Vane paused, then added, “That means he’ll learn.”
He didn’t know why he said it aloud.
Maybe because the house was too quiet sometimes.
Maybe because he was getting used to explaining things to someone who couldn’t answer.
He hated that possibility.
He sharpened the knives by firelight while Orion drifted between playing and watching, the cub’s attention catching on every scrape of steel against stone.
Scrape. Turn. Scrape.
By the second blade, Orion had found a spoon and was dragging it across the floorboards in his own terrible imitation.
Vane stopped once, looked over his shoulder, and said, “No.”
Orion froze.
Waited.
Then scraped the spoon more softly.
Vane stared at him for a long moment.
He should have taken it away.
Instead, he turned back to the blade and let the spoon continue in small, irritating sounds behind him.
When the boy returned, Vane handed over the knives wrapped in cloth. The boy checked one edge with his thumb, hissed when it nicked him, and grinned despite himself.
“You really did all three,” he said.
Vane’s expression didn’t move. “Your mother paid for three.”
The boy thrust the coins at him and bolted before getting scolded for bleeding on the cloth.
After the door shut, Orion laughed.
A short, sudden burst.
Vane turned.
Orion was looking at the door, then at Vane, like the whole thing had been entertainment.
“Don’t start,” Vane muttered.
Orion slapped the spoon on the floor, pleased with himself.
Night settled colder than the day had promised.
Vane fed the hearth and checked the latch twice out of habit. He set Orion’s bowl down, then his own, and they ate in the crackling quiet.
Orion grew sleepy halfway through and leaned into Vane’s side with absolute confidence, still chewing.
Vane steadied the bowl before it tipped.
For a while, neither of them moved much.
The house creaked once in the wind.
Somewhere outside, a wolf called to another across the lane—nothing urgent, just distance made into sound.
Orion’s eyes drooped.
His hand opened and closed against Vane’s sleeve.
Vane looked down at him, at the child’s stubborn little jaw, the too-watchful eyes now heavy with sleep, the carved wolf left near the bench where he’d forgotten it.
Forgotten it because he felt safe enough to.
That thought hit harder than it should have.

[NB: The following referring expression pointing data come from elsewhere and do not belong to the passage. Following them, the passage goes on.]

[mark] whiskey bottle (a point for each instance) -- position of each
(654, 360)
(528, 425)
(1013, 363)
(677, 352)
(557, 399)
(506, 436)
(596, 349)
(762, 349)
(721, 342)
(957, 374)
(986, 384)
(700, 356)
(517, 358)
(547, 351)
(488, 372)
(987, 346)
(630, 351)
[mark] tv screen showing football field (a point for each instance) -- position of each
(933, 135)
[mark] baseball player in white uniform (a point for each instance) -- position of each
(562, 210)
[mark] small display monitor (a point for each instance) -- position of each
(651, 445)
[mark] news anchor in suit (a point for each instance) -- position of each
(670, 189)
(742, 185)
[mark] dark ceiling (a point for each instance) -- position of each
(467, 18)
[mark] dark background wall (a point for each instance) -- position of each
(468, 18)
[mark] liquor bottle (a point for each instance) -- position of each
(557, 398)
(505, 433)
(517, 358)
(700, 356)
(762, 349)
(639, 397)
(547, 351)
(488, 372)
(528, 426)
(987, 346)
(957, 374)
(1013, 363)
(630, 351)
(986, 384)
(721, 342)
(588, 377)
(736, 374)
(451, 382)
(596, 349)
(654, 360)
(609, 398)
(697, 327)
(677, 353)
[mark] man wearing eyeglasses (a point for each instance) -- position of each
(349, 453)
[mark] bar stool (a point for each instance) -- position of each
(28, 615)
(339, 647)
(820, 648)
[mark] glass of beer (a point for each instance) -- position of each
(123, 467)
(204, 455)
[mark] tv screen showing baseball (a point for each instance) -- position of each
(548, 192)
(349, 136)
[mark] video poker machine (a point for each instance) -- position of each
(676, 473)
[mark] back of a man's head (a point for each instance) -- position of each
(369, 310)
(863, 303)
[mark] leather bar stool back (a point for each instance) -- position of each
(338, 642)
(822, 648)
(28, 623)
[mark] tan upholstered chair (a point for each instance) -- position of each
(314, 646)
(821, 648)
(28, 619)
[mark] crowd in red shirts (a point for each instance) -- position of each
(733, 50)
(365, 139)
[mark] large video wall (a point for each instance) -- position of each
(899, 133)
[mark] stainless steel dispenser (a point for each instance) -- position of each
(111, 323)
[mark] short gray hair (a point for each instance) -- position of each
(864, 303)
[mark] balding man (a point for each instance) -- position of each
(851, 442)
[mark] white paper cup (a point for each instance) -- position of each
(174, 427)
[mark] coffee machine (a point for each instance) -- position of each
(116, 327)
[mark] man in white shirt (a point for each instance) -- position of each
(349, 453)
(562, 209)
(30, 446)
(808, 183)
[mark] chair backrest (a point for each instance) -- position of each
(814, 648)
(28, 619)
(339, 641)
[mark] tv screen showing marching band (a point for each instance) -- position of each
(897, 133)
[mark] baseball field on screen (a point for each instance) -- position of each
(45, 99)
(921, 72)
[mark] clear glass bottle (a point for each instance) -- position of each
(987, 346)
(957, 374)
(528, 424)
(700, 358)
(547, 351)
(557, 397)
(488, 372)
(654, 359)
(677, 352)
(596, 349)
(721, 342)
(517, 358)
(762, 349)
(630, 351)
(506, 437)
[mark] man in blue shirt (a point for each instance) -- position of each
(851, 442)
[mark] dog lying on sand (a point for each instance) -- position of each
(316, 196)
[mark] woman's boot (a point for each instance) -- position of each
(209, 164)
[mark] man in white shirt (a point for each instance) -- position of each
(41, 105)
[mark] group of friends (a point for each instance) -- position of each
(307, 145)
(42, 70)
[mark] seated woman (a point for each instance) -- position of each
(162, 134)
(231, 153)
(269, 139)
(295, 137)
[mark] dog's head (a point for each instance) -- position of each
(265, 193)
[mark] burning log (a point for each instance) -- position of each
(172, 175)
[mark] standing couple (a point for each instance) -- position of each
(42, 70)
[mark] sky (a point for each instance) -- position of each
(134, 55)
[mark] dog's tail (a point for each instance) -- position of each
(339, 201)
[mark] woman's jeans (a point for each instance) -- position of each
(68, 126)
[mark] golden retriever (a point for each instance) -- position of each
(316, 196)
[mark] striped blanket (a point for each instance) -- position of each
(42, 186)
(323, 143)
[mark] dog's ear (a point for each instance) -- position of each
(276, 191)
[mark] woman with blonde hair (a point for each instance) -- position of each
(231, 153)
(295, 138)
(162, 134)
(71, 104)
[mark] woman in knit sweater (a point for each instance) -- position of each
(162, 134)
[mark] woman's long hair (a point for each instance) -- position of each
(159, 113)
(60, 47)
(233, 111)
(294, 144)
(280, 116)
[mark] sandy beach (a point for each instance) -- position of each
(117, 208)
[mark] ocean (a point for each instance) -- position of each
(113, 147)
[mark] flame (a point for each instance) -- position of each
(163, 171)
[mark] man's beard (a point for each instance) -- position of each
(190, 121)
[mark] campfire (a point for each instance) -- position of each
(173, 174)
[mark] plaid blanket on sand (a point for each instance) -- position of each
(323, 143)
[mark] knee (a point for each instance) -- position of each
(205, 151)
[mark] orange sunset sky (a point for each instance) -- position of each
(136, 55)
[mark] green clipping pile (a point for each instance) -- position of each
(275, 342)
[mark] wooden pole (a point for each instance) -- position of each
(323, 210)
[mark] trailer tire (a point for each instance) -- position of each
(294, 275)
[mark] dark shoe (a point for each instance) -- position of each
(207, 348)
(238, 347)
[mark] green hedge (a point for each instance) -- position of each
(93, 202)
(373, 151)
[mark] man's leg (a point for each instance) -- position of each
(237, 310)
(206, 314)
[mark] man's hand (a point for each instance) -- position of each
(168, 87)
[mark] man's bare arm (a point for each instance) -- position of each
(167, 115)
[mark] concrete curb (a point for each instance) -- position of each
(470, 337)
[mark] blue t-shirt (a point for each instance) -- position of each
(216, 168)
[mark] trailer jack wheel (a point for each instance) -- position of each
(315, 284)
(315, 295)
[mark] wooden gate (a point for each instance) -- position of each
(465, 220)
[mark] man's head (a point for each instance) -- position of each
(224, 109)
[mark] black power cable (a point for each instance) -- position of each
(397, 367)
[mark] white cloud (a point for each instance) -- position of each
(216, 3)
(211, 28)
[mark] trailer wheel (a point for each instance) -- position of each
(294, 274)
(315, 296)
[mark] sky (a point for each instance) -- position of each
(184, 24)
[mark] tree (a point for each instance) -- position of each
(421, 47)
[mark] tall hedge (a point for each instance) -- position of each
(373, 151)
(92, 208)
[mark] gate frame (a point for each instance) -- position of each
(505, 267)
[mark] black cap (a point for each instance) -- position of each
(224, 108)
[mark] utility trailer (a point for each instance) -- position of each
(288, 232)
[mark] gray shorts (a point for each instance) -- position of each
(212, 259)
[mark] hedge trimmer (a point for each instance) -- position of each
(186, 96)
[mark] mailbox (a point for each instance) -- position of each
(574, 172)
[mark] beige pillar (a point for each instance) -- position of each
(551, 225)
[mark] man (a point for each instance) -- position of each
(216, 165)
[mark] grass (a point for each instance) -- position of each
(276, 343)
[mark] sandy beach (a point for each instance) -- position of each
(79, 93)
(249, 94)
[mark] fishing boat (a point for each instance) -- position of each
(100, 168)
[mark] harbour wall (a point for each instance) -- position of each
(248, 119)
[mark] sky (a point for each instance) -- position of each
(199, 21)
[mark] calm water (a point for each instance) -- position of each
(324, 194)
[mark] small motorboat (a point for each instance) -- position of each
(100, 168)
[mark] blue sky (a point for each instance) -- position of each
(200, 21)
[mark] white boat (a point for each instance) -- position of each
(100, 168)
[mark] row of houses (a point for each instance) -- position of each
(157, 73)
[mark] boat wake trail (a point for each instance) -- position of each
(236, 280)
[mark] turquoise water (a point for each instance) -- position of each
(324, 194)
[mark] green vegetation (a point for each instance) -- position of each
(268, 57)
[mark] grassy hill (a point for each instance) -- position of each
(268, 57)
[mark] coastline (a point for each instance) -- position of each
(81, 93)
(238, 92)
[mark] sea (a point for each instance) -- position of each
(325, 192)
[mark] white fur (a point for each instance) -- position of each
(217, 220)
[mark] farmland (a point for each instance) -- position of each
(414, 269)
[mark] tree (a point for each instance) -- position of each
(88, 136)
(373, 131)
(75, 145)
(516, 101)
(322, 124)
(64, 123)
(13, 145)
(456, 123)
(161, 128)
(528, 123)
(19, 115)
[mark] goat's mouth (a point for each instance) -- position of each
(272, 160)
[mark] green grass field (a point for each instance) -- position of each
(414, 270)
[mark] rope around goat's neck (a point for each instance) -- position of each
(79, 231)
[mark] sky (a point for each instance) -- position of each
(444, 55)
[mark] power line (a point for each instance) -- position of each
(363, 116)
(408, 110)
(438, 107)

Vane set his bowl aside and lifted Orion, settling him onto the blanket near the hearth. Orion protested once, weakly, then rolled onto his side and clutched the edge of the blanket in sleep.
Vane sat back at the bench.
On the wood near the jars, he laid out the day’s coins in small stacks.
Bronze mostly.
A little silver.
Nothing dramatic.
Still, when he looked at them tonight, they didn’t feel like desperation.
They felt like pattern.
A roof beam didn’t become strong in one cut.
A life didn’t become safe in one day.
It was this. Repetition. Small things done properly. Again. Again. Again.
Vane hated how much that sounded like training.
He hated more that it was true.
His gaze shifted to Orion.
The cub slept on his side, one hand half-open, as if he’d fallen asleep reaching for something.
Vane looked away first.
He put the coins back in the pouch, hung it on its peg, and began cleaning the bench for tomorrow.
Not because he expected a line at dawn.
Because someone would knock.
And Vane, without admitting it to himself, had already started preparing for the sound.